Mancavano pochi giorni al Natale, e fuori la neve silenziava ogni cosa, trasformando il mondo in un'immensa coperta di morbido e soffice cotone bianco. Luce, come spesso accadeva, si annoiava in classe e faticava a seguire i discorsi che gli adulti sostenevano, per spiegare questo o quell’argomento in modo dettagliato ed il più possibile oggettivo. Trovava molto più interessanti le immagini e i mondi che si creavano nella sua mente. Quel giorno, il suo sguardo correva frequentemente alla finestra e il cuore desiderava giochi di palle lanciate e pupazzi rotondi, mentre la voce della maestra faceva da sottofondo confuso e monotono alle sue fantasie.
Rachele, con parole complicate e l'aiuto di un libro illustrato, cercava di catturare l’attenzione della classe.
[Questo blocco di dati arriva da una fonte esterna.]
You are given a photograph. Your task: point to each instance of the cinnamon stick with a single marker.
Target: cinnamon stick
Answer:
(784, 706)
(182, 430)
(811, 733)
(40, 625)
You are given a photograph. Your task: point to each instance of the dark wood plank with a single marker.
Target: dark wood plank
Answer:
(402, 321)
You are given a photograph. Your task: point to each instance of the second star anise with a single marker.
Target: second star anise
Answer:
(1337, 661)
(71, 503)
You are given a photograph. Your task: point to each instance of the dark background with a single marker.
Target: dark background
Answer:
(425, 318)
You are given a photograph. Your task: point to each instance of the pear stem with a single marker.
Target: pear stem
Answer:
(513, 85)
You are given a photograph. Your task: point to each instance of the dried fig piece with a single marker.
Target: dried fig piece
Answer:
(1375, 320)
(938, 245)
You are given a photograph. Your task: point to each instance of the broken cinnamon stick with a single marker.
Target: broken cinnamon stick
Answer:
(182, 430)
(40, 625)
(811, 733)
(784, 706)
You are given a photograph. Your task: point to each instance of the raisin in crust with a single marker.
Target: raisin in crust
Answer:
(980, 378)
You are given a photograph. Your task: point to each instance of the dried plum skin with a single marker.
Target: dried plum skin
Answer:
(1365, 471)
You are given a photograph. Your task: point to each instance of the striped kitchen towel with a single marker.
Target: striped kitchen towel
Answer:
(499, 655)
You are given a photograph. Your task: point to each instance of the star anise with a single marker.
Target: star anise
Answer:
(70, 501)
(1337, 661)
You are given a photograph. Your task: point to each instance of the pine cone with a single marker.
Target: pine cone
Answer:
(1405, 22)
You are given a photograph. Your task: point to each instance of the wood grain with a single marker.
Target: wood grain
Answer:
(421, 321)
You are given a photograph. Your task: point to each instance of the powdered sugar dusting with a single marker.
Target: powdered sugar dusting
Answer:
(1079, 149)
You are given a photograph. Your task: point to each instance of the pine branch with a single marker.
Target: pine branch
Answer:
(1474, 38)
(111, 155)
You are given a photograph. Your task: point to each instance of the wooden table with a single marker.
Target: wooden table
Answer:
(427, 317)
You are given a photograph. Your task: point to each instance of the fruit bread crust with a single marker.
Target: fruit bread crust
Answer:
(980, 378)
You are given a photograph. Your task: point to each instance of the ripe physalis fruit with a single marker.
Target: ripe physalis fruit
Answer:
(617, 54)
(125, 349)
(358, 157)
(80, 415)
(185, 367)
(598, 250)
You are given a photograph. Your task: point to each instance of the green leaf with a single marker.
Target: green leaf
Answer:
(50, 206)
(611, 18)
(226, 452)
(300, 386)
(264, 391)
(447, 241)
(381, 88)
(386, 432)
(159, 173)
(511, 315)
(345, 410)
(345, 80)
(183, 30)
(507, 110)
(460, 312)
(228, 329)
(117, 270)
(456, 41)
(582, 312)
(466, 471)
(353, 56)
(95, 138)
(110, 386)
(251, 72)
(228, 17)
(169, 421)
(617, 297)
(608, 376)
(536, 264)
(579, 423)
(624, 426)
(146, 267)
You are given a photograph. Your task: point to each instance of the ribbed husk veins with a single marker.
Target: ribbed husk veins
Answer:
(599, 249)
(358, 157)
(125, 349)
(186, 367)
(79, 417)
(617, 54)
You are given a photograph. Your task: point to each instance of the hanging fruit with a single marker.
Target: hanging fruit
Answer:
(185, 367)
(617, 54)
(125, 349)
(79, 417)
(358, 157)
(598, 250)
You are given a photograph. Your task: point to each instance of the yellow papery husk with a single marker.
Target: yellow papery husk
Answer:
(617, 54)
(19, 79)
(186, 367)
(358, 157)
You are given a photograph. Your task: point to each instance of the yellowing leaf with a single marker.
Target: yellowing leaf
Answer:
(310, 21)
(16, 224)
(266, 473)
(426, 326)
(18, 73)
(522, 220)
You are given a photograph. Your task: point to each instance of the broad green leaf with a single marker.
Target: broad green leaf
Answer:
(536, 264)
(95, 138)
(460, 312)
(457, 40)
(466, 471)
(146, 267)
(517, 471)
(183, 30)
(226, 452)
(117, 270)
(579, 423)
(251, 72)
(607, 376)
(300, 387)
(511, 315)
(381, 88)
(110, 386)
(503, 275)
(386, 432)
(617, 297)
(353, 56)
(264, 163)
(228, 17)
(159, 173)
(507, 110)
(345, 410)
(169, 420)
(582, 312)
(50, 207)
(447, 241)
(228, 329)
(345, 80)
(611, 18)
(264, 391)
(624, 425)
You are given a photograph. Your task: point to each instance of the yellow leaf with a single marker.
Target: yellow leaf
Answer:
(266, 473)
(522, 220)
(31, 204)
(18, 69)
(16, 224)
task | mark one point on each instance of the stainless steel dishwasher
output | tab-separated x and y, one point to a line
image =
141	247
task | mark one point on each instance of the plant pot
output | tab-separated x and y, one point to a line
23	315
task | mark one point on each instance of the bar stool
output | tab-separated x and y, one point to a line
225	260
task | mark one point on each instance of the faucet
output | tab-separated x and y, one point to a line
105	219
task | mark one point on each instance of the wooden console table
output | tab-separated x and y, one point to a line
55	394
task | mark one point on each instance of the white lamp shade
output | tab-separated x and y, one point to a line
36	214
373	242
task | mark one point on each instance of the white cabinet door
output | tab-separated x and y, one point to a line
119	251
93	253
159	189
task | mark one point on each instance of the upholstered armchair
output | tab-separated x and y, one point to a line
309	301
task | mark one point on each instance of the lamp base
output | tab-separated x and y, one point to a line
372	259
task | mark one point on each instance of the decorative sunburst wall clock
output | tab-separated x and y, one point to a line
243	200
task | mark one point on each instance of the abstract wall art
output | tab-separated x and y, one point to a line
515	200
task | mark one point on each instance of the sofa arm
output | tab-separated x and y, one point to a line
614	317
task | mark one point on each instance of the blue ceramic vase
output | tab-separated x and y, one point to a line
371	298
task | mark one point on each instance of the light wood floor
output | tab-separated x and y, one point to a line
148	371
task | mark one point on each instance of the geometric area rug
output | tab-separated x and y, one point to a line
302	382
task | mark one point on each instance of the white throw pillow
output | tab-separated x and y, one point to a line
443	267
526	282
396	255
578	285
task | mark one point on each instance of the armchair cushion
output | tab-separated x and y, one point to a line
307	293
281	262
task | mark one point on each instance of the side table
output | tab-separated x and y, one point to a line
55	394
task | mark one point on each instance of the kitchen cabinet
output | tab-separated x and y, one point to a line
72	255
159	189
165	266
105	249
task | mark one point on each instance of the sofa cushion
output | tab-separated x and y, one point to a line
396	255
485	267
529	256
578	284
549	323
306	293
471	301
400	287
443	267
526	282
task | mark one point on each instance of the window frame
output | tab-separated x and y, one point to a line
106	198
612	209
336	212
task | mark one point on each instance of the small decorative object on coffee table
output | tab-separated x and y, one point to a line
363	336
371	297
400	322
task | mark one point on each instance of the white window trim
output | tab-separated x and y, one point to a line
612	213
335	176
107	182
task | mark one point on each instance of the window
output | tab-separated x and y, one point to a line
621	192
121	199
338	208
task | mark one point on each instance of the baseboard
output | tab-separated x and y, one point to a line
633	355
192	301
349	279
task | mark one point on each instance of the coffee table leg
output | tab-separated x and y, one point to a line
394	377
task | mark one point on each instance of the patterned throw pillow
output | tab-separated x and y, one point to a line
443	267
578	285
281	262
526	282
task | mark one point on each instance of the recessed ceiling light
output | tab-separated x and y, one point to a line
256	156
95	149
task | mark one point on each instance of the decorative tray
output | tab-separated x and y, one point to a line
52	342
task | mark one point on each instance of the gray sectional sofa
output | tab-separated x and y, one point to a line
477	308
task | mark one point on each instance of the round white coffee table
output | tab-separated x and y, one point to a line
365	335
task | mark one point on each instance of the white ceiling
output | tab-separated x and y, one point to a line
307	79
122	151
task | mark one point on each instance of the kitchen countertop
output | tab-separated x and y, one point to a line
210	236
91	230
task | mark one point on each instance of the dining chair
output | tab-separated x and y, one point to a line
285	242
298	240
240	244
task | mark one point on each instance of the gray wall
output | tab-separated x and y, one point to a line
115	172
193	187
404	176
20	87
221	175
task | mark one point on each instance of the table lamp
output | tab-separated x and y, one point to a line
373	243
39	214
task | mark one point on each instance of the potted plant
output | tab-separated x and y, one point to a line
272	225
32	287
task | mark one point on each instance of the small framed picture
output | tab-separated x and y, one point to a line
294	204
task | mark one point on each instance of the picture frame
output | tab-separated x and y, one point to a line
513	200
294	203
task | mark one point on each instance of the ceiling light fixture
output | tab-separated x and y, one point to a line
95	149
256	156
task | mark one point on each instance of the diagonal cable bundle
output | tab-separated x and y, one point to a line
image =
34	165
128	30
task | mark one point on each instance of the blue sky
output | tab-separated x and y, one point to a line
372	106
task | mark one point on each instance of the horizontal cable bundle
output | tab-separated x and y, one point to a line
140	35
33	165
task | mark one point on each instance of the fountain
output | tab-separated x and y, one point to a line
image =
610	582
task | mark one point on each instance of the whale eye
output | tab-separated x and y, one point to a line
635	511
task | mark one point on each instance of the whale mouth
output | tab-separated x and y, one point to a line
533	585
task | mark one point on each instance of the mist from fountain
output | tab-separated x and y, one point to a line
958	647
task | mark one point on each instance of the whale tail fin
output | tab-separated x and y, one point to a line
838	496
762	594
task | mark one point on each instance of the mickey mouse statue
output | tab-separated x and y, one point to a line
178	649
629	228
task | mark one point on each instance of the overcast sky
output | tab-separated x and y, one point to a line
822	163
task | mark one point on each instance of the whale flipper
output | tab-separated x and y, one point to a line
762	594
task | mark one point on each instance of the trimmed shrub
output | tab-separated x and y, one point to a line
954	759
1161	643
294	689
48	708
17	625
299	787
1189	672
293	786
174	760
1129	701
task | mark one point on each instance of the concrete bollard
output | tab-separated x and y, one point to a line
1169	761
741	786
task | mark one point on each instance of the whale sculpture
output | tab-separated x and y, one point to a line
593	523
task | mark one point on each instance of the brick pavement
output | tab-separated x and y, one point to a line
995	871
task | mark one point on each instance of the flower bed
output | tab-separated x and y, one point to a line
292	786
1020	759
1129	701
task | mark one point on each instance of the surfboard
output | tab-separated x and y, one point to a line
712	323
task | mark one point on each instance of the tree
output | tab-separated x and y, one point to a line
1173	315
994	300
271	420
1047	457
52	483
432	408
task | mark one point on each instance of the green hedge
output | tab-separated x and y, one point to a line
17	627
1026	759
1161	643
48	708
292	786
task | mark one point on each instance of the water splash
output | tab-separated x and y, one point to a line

Raccontava, tra sputi volanti e senza controllo e facce buffe, come si era generato il sistema solare e ciascuno dei suoi pianeti.
L’insegnante spiegava, con fastidiosa insistenza, come la Terra si fosse generata circa dieci miliardi di anni dopo il Big Bang, come fosse stato tutto un gioco di raffreddamento e meteoriti a creare i continenti e gli oceani e, una serie di reazioni chimiche a creare poi i primi essere viventi molecolari.
Eppure a Luce, che distrattamente ascoltava, con lo sguardo a tratti perso nel vuoto, qualcosa stonava, come il richiamo lontano di un eco che ritornava distorto e mutato. Un'insidiosa vocina interiore prese a gridarle nella testa, insinuandole il dubbio che la storia, che affannosamente la maestra illustrava, non fosse completa. Un tassello importante mancava, dimenticato oltre il tempo e lo spazio. Ciò che poteva rispondere alla domanda essenziale che compariva di continuo nella sua mente: – perché? -. Il “perché” alla base di ogni realtà conosciuta. Così quasi involontariamente, non riuscendo a liberarsi di quel fastidioso ronzare tra le sue orecchie, iniziò a cercare la risposta, l’esistenza di quel piccolo pezzo di puzzle mancante, tassello gelosamente custodito dal popolo invisibile, ne era certa.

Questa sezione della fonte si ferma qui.